To begin, however, I would like to amplify Magness's point about Leggett's uniqueness in his own day and by extension the challenge for those seeking to understand capitalism or find intellectual coherence within Jacksonian-era political economic thought. Leggett's commitment to radical laissez-faire principles led him to believe that government activity should be strictly limited to defending property and public safety. He opposed the common practice of state-declared days of Thanksgiving.[31] Officials stymieing of white abolitionists' free speech led him towards an antislavery position, but he evidenced real sympathy for the "poor bondsman." These ideas resonated with British abolitionists and free-traders like Cairnes, the Mills, Cobden, and Bright. They also foreshadowed later Republican criticisms of a Slave Power. As Magness notes, however, in 1830s America these stances led to shunning by the Jacksonian establishment. Leggett might, then, be understood and appreciated as something of a political outlier.
Majorities in both parties believed in some legitimate role for government economic intervention. Even Jacksonian party founder Martin Van Buren helped usher through high tariff rates in the late 1820s, if for partisan rather than principled ends. Federal funding for internal improvements actually grew during Jackson's presidency. Whigs and Democrats alike made compromises that continued the ultimate abuse of government power—local, state, and federal laws sanctioning and even expanding slaveholders' professed "right" to own other persons as property. That Leggett bucked that trend is admirable; that he was alienated in his own day for doing so is revelatory. Alas, racism and self-interest made it hard to find mainstream heroes consistently voicing the liberal cause.
Leggett wasn't always seen as an outlier. He—and the ideas he represented—seemed more typical as told by 20th- century consensus and progressive-era histories written by author s less concerned with slavery. Leggett's vehement opposition to bank privilege and his support for the laboring class fit rather neatly into progressive narratives, which highlighted class conflict. Leggett's call for "a combination of the laboring classes in vindication of their political principles, or in defense of their menaced rights,"[32] positioned him nicely for a leading role in Arthur Schlesinger Jr.'s 1945 The Age of Jackson. For scholars more struck by the era's consensus, like Louis Hartz, Leggett illustrated a "common liberalism" that stressed individualism and property rights. Hartz also identified Leggett as an archetypal American who attacked "parasitic 'aristocrats' and exploitative 'capitalists.'"[33] For Hartz, as for Schlesinger, Leggett appears as a democratic critic , rather than a promoter, of "capitalism," a characterization that might usefully raise the question of what it means to be pro- or anti capitalist in the 1830s, the 1940s, or today.

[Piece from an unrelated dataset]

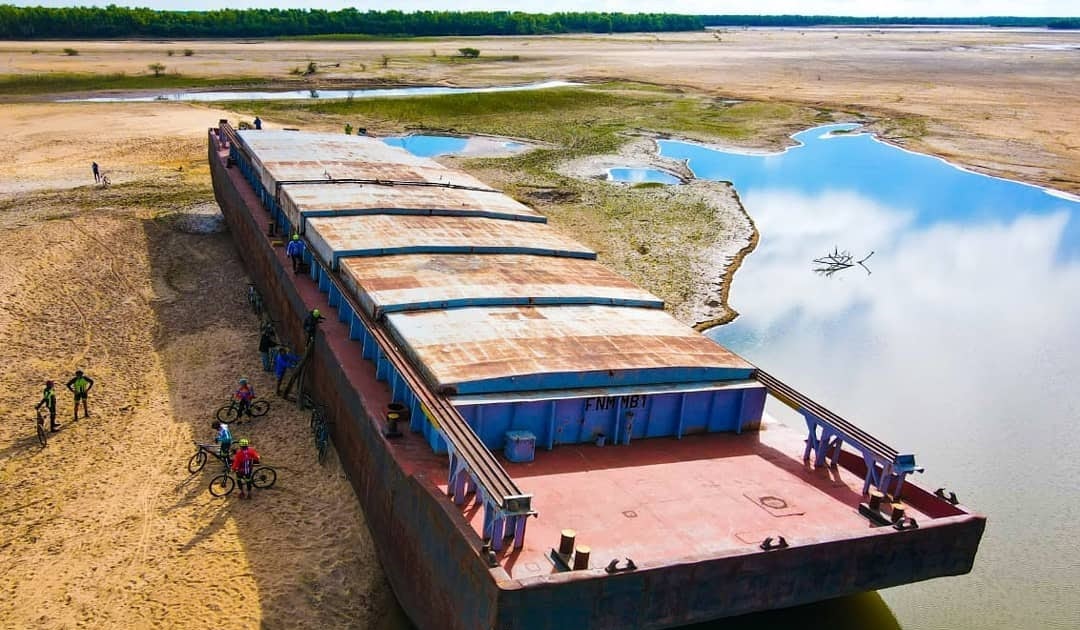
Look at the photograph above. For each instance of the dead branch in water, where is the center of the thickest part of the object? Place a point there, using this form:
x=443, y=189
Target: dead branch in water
x=839, y=260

To that point, let me accept Magness's invitation to explore Leggett's financial policies and war on government banks, the positioning of which offers a wider lens on competing understandings of commercial society. It is also the area where Locof ocos like Leggett most moved the needle. Leggett's desire for a strict "separation of bank and state" paralleled his support for hard- money policies, which he believed (hinting at Hayek) would minimize the speculative boom- and- bust cycles experienced in 1819. For Leggett, removing bank-issued paper and preserving "real money" (aka specie) would aid the laboring man, giving him a fighting chance against the "monopolists," the worst of which were the "lordings of the Paper Dynasty."[34] Locof ocos failed to win many elections, but their fiscal and banking platform gained traction within the Jacksonian party. It fueled suspicion against banks generally, the National Bank particularly, and it gained a widespread following amongst both farmers and the urban working-class , especially after panics in 1837 and 1839 had deepened Jacksonian suspicions of banks. Leggett wouldn't live to see it, but the Independent Treasury created in 1840 embodied the type of separation of bank and state that he had called for.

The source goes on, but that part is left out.